Running is also amazingly beneficial to your body. It is well-known that running helps stave off type-2 diabetes, blood pressure, high cholesterol, strokes, and maintain the elasticity and function of blood vessels. I won’t go into too much detail on running’s benefits to the body as a great deal of it is common knowledge and there is a lot of information on it already out on the internet. One thing I want to point out is that type-2 diabetes, high blood pressure are two major risk factors for Alzheimer’s disease. So even while benefiting your body by running, you’re are also indirectly benefiting your brain’s long-term health.

By now I am hoping I have totally sold you on running. So, let’s get practical. How often should you run to reap the full benefits of running? How much is too much? How much is too little? I am going to start off by saying there really is no right and wrong here, and everything I write in trying to answer these questions should be treated more like guidelines than rules.

As an answer, I will share my own running schedule and explain the reasoning behind it. I run three times a week, on non-consecutive days, covering 5 miles in each run, at a steady pace of 9 minutes/mile, which equals to about 45 minutes per run. According to Karen Postal, President of the American Academy of Clinical Neuropsychology, “if you are exercising (referring to aerobic exercise) so that you sweat – about 30 to 40 minutes – new brain cells are being born.”  So, I have the neurogenesis part covered. Another benchmark through which I know I am covering enough miles is the 15 miles threshold which led to a 40% reduction in Alzheimer’s mortality in the study previously mentioned in this article.

 Using this training regimen, I am also making sure I don’t over-train. This study suggests that jogging 3 times a week, for no more than 48 minutes each time is best for you, and that anything more is unnecessary at best and harmful at worst. I personally don’t really buy it, as I have found quite a few critics for the statistical methods used in this study, but since I am pretty sure I am covering enough to get the maximum brain benefit, I don’t mind using this safety guideline.
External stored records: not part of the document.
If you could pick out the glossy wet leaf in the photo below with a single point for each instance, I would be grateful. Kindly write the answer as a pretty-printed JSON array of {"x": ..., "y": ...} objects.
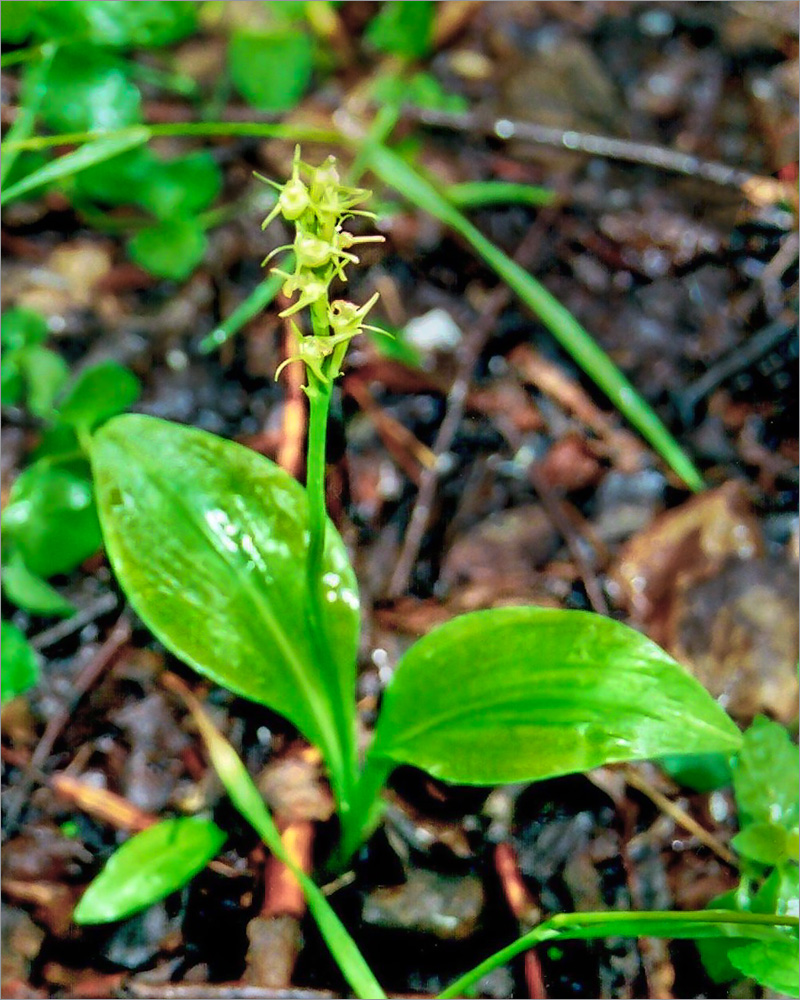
[
  {"x": 522, "y": 694},
  {"x": 271, "y": 70},
  {"x": 89, "y": 91},
  {"x": 171, "y": 249},
  {"x": 100, "y": 392},
  {"x": 766, "y": 774},
  {"x": 151, "y": 865},
  {"x": 20, "y": 665},
  {"x": 772, "y": 964},
  {"x": 404, "y": 29},
  {"x": 31, "y": 592},
  {"x": 208, "y": 540},
  {"x": 50, "y": 517}
]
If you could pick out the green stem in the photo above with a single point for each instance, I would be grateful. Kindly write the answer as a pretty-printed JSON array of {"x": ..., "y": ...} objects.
[
  {"x": 653, "y": 923},
  {"x": 319, "y": 395}
]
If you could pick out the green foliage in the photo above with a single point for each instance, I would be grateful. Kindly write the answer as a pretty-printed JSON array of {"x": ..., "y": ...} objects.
[
  {"x": 704, "y": 772},
  {"x": 271, "y": 69},
  {"x": 170, "y": 249},
  {"x": 20, "y": 665},
  {"x": 89, "y": 91},
  {"x": 31, "y": 373},
  {"x": 540, "y": 692},
  {"x": 50, "y": 523},
  {"x": 90, "y": 154},
  {"x": 149, "y": 866},
  {"x": 404, "y": 29},
  {"x": 765, "y": 782},
  {"x": 569, "y": 333},
  {"x": 122, "y": 24},
  {"x": 208, "y": 539}
]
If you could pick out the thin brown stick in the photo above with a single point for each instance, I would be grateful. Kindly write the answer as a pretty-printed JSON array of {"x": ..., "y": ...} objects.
[
  {"x": 759, "y": 189},
  {"x": 680, "y": 816}
]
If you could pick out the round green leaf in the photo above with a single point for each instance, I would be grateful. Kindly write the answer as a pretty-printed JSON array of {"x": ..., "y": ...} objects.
[
  {"x": 172, "y": 249},
  {"x": 51, "y": 519},
  {"x": 271, "y": 71},
  {"x": 31, "y": 592},
  {"x": 88, "y": 91},
  {"x": 100, "y": 392},
  {"x": 180, "y": 187},
  {"x": 209, "y": 541},
  {"x": 522, "y": 694},
  {"x": 148, "y": 867},
  {"x": 20, "y": 666},
  {"x": 22, "y": 328}
]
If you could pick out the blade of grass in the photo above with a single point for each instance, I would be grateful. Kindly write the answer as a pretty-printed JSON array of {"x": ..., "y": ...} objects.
[
  {"x": 258, "y": 299},
  {"x": 477, "y": 194},
  {"x": 208, "y": 130},
  {"x": 562, "y": 324},
  {"x": 247, "y": 799},
  {"x": 86, "y": 156},
  {"x": 653, "y": 923},
  {"x": 33, "y": 90}
]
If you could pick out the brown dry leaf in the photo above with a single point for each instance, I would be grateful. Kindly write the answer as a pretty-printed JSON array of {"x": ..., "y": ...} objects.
[{"x": 697, "y": 583}]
It’s also beneficial to give your body time to rest and recover as this will ensure you don’t over-train and will also decrease the risk of injury.

As for how I warm-up, it’s actually very simple. Since all my runs count as “easy & long”, I just walk-jog for 1 mile before every run. I start with easy-walking for the first 1/3 of the mile, switch to fast walking for the 2nd 1/3 of the mile, and jog lightly for the last 1/3 of the mile. The whole process takes about 12-15 minutes. I realise this will draw it criticisms, and they would mostly be right, but I was never much of a stretcher!

By now you should know everything there is to know about running, unless you are planning on writing a dissertation on the topic… So, enough reading for today. Put your running shoes on and get out there!